Deep Learning for Supercomputers: Distributed Tensor Layouts Define Distributed Computation

Data-parallelism is the dominant distributed DNN training strategy, due to its universal applicability across a wide range of model and hardware architectures. However, memory constraints prevent its application for training very large models, which have been shown in many domains to produce superior results. Model-parallelism can solve this problem, also reducing step times during training and inference. Unfortunately, model-parallel algorithms tend to be complicated to discover, describe, and to implement, and do not generalize well across model types and hardware types. We solve this problem by introducing a language for simply specifying distributed tensor computations (model-parallel and/or data-parallel) across an n-dimensional mesh of processors by specifying the distributed storage layouts (split and/or replicated) of the tensors. The computation is then compiled into processor-local operations, coupled with collective communication primitives such as Allreduce.
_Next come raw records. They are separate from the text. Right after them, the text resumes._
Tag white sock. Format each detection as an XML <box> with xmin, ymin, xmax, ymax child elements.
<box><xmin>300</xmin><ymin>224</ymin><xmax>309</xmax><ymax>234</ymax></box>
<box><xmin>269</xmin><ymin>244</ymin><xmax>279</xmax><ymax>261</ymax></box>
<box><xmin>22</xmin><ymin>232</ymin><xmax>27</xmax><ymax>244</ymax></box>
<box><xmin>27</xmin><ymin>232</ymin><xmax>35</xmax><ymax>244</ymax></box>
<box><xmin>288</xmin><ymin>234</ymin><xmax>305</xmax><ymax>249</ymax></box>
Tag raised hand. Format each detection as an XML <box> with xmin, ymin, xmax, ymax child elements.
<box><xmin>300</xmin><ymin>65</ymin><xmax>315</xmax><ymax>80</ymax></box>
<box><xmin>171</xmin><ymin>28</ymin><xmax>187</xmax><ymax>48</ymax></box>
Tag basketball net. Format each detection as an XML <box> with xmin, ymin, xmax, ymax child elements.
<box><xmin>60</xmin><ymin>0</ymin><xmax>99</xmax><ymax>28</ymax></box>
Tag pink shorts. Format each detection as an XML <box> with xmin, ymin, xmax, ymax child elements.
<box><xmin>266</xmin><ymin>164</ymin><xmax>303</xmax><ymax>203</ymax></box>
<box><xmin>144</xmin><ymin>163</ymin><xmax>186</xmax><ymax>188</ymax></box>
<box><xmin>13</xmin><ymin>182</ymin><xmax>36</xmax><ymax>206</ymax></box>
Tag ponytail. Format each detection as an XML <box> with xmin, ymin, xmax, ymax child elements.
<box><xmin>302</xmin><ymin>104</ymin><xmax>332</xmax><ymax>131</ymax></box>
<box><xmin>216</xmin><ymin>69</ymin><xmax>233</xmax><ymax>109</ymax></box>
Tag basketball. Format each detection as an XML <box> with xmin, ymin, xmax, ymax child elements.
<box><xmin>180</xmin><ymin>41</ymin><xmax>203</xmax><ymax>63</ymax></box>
Using our new language, we demonstrate very short specifications of a variety of data-parallel and/or model-parallel DNN training algorithms on both a two-layer example model and the Transformer cite{Vaswani17} sequence-to-sequence model. This allows us to train Transformer models with up to 5 billion parameters on up to 256-node clusters, surpassing SOTA results on WMT14 En-Fr and En-De translation tasks, as well as the one-billion-word language modeling benchmark.